とりあえず私は友達に連れられて保健室へ向かった。
「安静にしてなさいよ」
保健室の先生が頭をぶつけているから念のため、ということで親に連絡を取りに行った。
「私、荒北呼んでくるから」
「え、いいよいいよ!試合中でしょ?」
「私らどうせ負けだし。野球の方は勝つかもだけど、二回戦まで時間あるでしょ」
友達は保健室を出て行った。
5分も経たない内に廊下からバタバタと足音が聞こえてくる。
保健室の扉が勢いよく開いた。
「名前チャン!!!」
息を切らせた荒北くんが飛び込んできた。
「大丈夫かヨ!?」
荒北くんは私が横になっていたベッドに近寄って私の頭をくまなくチェックした。
上半身を起こそうとすると荒北くんに制された。
「寝ててイイから」
「大丈夫だよ、たいしたことないし」
荒北くんは舌打ちをした。
「だからイヤだったんだヨ。・・・ったく、近藤のやつ」
「近藤くん?」
「イヤ・・・何でもねェ」
目を泳がす荒北くんに私は首を傾げた。
「ドッジボールだからしょうがないよ」
私がそういうと荒北くんは手を私の頭に乗せた。
「痛かっただろ?」
荒北くんの手のぬくもりが温かくて、今まで我慢していた痛みが急に表に出てきた気がした。
思い返せばソフトボールではない、なかなか固いボールが頭に当たったのだ。
しかも投げたのはエース的存在の子。
痛くないわけがない。
目頭がじんわり滲む。
「・・・痛かったぁ」
ボロボロ涙が零れる。
高校生にもなってドッジに当たって泣くなんてありえない、と思ったけれど荒北くんは馬鹿にすることなく私の頭を撫ぜ続けた。
「我慢すンな」
私はみんなの前では強がっていた心が一気に緩み、まるで子どものようにわんわん泣いた。

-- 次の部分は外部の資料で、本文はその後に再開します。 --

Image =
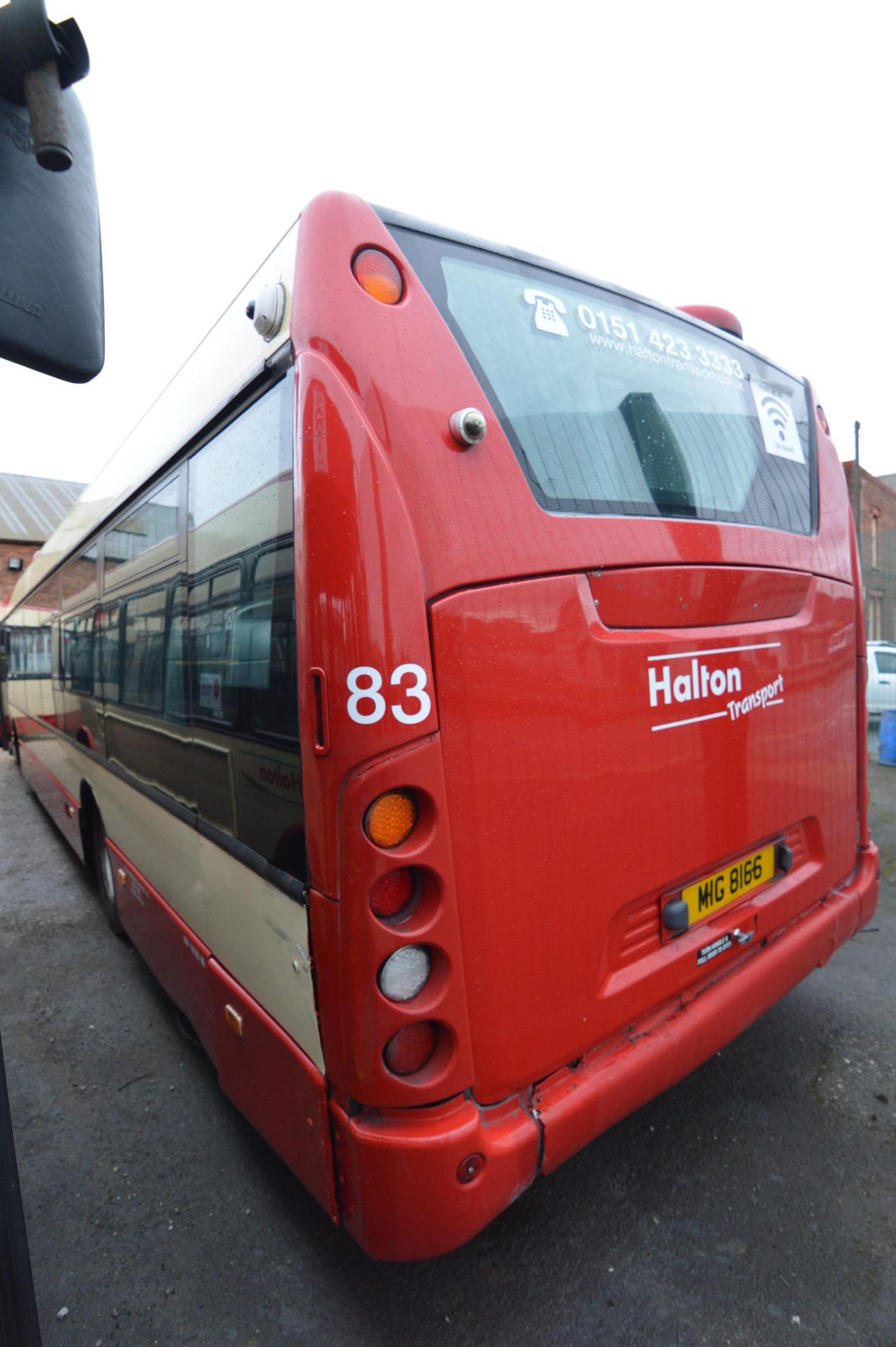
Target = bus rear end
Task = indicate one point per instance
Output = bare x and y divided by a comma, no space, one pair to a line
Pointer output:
582,706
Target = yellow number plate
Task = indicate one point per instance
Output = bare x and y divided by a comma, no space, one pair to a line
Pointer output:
727,885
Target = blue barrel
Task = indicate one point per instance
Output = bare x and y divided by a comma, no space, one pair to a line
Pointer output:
887,741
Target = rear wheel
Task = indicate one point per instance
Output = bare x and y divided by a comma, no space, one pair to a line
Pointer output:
105,875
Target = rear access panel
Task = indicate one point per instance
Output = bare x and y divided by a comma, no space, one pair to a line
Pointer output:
593,772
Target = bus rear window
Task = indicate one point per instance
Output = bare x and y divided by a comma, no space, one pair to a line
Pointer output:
615,407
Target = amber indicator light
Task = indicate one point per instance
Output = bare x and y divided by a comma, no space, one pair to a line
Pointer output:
391,818
377,275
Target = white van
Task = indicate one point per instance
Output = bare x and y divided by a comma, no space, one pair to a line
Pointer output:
881,678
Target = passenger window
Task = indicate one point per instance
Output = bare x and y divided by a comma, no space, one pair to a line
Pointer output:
272,660
143,532
77,654
105,654
143,651
213,608
177,692
240,626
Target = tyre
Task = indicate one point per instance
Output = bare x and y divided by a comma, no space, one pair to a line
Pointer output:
105,875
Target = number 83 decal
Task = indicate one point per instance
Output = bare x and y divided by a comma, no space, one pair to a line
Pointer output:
367,704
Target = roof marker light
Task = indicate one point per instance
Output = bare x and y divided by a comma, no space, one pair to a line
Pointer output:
377,275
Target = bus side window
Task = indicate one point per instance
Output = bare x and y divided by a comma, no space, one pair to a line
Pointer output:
143,651
271,645
177,669
241,634
105,654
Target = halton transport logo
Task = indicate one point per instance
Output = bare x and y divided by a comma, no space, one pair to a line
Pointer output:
714,690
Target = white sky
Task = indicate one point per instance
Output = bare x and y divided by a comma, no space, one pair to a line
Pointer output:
694,152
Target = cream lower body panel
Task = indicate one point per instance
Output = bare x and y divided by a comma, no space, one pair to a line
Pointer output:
253,930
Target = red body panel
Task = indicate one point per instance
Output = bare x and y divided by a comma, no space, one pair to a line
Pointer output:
399,1175
572,817
60,805
272,1082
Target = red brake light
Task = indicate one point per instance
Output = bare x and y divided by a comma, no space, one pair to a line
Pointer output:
721,319
392,892
408,1050
377,275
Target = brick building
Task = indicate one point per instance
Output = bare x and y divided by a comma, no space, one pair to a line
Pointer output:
30,511
878,543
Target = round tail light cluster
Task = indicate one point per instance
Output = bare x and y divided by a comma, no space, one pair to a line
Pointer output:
392,893
391,819
408,1050
405,973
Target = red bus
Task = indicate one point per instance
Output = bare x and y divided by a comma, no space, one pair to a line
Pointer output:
460,692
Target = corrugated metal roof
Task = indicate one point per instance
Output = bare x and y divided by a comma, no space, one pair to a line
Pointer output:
32,508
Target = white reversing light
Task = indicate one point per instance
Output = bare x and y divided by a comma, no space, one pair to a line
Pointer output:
405,973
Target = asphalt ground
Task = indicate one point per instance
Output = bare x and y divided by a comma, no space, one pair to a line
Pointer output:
755,1203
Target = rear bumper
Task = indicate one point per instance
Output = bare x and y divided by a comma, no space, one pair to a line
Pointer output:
403,1177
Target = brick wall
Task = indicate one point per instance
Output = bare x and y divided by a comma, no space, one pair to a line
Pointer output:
878,544
7,577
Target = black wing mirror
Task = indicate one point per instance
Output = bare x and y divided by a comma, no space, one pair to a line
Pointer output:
51,260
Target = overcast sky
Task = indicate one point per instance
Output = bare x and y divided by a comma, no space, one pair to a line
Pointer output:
694,152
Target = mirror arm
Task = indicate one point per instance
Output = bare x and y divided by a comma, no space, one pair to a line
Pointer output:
38,60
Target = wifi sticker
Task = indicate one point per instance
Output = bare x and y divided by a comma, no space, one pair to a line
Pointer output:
777,421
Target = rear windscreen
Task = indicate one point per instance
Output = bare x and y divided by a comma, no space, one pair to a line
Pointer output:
615,407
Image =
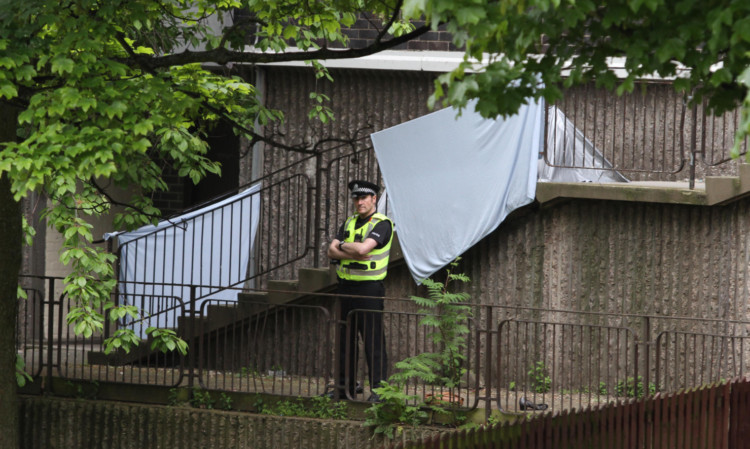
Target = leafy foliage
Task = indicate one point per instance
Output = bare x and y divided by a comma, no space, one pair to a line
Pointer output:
539,377
109,94
317,407
21,375
634,388
389,416
446,316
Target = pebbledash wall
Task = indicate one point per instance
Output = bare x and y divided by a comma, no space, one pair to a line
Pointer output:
589,255
50,423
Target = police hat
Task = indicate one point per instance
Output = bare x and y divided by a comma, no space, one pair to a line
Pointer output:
361,188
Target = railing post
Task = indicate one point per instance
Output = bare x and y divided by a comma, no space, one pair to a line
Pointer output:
337,335
318,206
693,136
192,359
487,363
647,355
50,331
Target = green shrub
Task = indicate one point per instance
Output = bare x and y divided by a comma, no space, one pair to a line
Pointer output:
539,377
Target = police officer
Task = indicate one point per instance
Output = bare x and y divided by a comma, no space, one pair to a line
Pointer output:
362,246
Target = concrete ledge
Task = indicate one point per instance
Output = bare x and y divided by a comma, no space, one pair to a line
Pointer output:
647,192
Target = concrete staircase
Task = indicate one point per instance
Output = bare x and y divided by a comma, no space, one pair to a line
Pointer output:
219,317
714,191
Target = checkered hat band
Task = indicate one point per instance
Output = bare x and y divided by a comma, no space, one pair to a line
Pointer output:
362,191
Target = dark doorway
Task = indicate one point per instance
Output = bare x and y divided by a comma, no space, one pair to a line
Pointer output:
223,148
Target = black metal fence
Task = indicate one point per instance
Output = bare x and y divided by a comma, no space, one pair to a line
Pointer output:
516,359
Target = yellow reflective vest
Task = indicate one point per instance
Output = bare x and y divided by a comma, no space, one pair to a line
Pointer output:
376,267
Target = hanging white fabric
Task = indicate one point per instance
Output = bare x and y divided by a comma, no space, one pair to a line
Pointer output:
451,180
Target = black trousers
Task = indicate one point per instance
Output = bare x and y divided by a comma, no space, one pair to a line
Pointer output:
366,325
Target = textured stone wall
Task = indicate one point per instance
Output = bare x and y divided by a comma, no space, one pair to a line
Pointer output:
618,257
53,423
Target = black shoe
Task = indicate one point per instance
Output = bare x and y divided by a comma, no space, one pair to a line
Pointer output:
330,393
525,404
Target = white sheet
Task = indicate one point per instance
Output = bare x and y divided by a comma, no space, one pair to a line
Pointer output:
567,145
452,180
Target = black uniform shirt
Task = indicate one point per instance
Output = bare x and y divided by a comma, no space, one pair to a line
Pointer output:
381,233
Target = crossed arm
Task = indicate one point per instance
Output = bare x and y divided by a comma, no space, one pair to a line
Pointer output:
351,250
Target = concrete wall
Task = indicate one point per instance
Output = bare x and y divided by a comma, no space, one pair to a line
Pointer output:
612,256
49,423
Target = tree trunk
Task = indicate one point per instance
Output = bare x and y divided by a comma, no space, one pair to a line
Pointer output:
10,263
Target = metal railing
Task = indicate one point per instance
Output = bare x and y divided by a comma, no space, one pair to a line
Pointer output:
651,130
554,359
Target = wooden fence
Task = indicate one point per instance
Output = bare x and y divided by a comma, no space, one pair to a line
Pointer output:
714,416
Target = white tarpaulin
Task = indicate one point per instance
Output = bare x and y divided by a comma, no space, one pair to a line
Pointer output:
452,180
209,246
568,148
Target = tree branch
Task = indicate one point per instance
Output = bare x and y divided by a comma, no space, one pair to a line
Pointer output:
223,56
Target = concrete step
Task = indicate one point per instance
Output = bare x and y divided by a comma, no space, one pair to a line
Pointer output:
725,189
222,315
282,292
715,190
315,279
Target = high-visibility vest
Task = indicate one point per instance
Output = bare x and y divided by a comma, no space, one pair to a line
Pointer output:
373,269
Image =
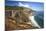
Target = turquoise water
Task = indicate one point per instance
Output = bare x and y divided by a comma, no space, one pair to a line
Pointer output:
40,18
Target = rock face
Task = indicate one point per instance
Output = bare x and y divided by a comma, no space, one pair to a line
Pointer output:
18,19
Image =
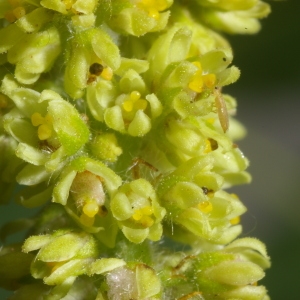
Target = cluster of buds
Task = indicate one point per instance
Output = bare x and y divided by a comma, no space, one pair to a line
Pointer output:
114,121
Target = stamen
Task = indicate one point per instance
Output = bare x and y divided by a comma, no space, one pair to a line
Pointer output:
134,102
45,125
86,220
205,207
91,208
107,73
142,216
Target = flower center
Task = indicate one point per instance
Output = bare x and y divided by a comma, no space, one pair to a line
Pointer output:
44,125
199,82
153,7
142,216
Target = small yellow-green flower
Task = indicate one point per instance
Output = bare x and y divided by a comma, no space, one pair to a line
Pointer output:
113,118
136,208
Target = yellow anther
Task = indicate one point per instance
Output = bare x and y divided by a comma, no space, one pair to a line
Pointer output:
44,123
235,220
91,208
200,81
107,73
19,12
143,216
209,80
147,210
135,95
44,132
37,119
86,220
68,3
146,221
134,102
128,105
205,206
140,104
138,214
196,84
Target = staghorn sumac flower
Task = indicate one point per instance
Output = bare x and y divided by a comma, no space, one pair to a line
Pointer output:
114,119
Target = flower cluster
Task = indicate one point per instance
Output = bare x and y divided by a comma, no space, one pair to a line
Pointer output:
114,121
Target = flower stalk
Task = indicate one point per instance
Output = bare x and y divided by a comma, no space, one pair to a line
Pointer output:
115,123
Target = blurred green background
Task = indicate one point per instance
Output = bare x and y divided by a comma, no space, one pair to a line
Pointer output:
268,94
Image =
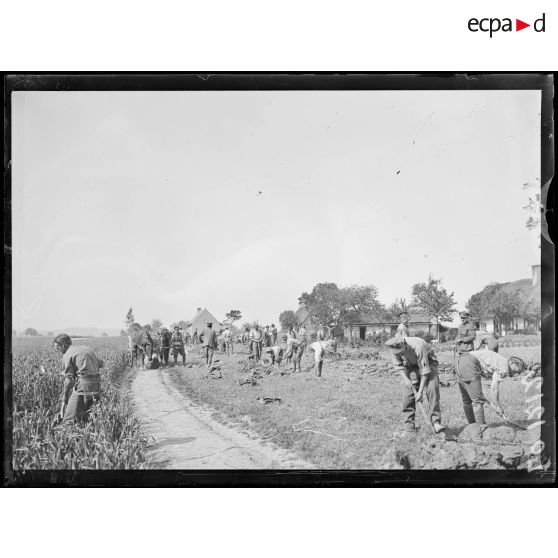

戻ってきた保健室の先生は荒北くんが泣かしたと勘違いして誤解を解くのが大変だった。
結局、野球は3回戦でスポーツ科と当たり、敗退。
荒北くんは近藤くんにしばらく冷たかった。
そしてバスケ部の子は荒北くんと顔を合わせないように避けてしばらく生活していたとかなんとか。
こうして無事球技大会は幕を閉じました。